Engines providing valuable customer insight such as sentiment analysis, brand recognition, and the Voice of the Customer require large amounts of training data and sometimes fail over time as the use of language, especially on the internet, changes at a breathtaking pace. Jaxon labels identify thematic topics in provided example text, which carries enhanced predictive value for classifiers. The speed at which Jaxon can generate training data also allows the engines to be retrained over time as language change occurs.
Real-time annotation and analysis of streams such as social media posts or market news can be used to infer the occurrence of specific and specialized events. Individual events themselves may prove useful as, say, trading signals or pricing triggers, but second-order aggregations of events also carry value for trend analysis. Humans are not able to annotate text in real time at the scale needed for trend detection, but as Jaxon can handle streaming data, this type of analysis becomes possible.
In one example, an algorithmic hedge fund utilized a trading strategy that depended on “normal” market days with relatively low volatility. The presence of significant market news for their traded stocks or sectors (or related currencies, markets, etc.) represented risk factors regardless of the sentiment of that news. Event-based trend analysis allowed immediate reaction (in this case a liquidation of all trading positions) to an unusual frequency of relevant news.

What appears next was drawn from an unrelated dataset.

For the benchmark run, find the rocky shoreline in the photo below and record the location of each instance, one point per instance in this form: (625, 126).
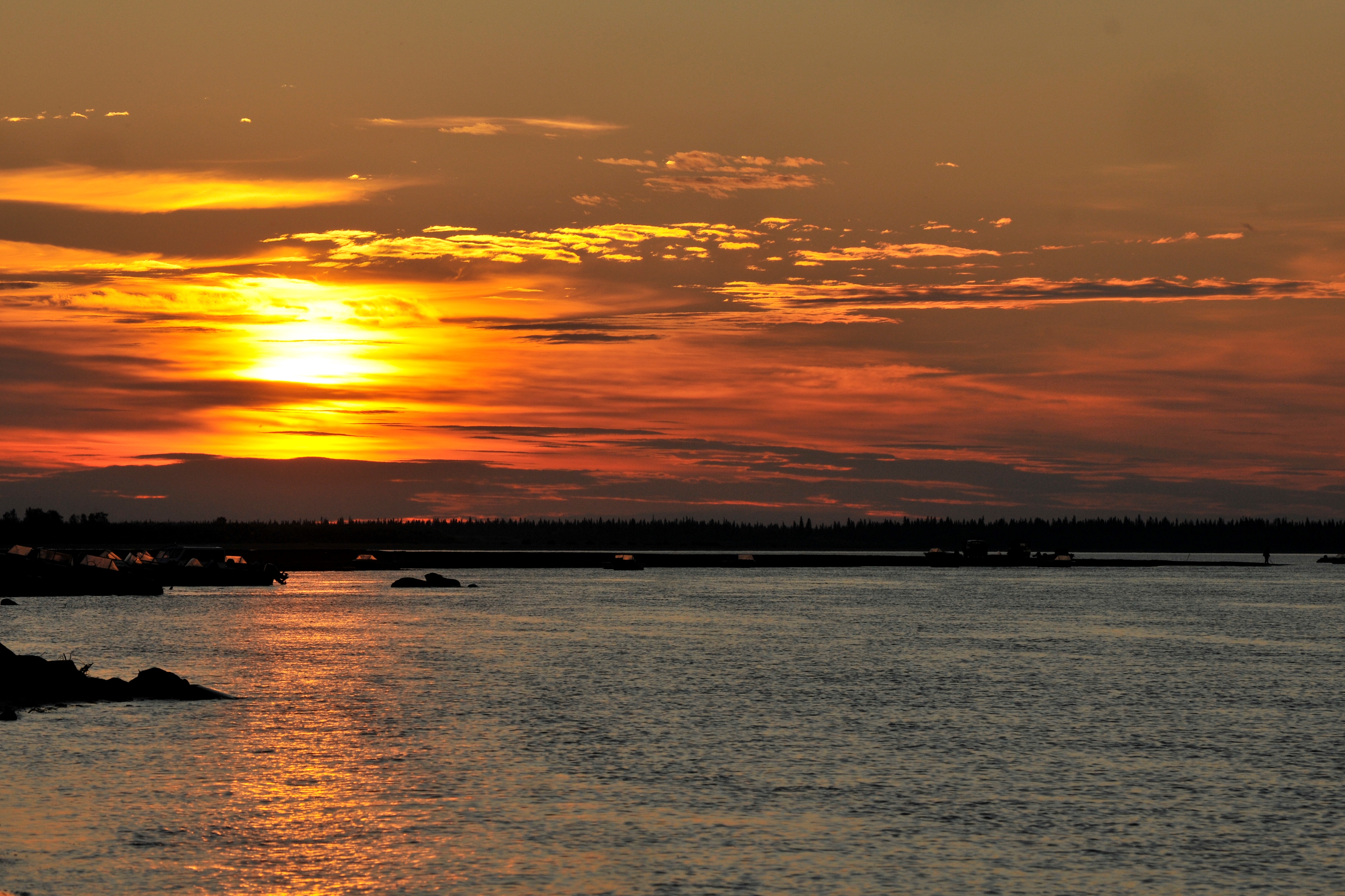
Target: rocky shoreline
(29, 680)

Adjustment & Diversification
Although a classifier may work well in one environment, if the basic assumptions that the classifier is built on no longer apply, then the classifier will no longer perform as required. An example of this is a classifier that performs well in a ‘bear’ market, but is no longer useful in a ‘bull’ market. Jaxon provides the training data that allows the classifier to be retrained as quickly as possible as soon as an adjustment is needed.
Jaxon is also perfect for when new models are frequently required. Some such scenarios are a company expanding to different verticals or one that offers specialized services and needs to train a model for each deployment. Jaxon shortens the required training time by weeks.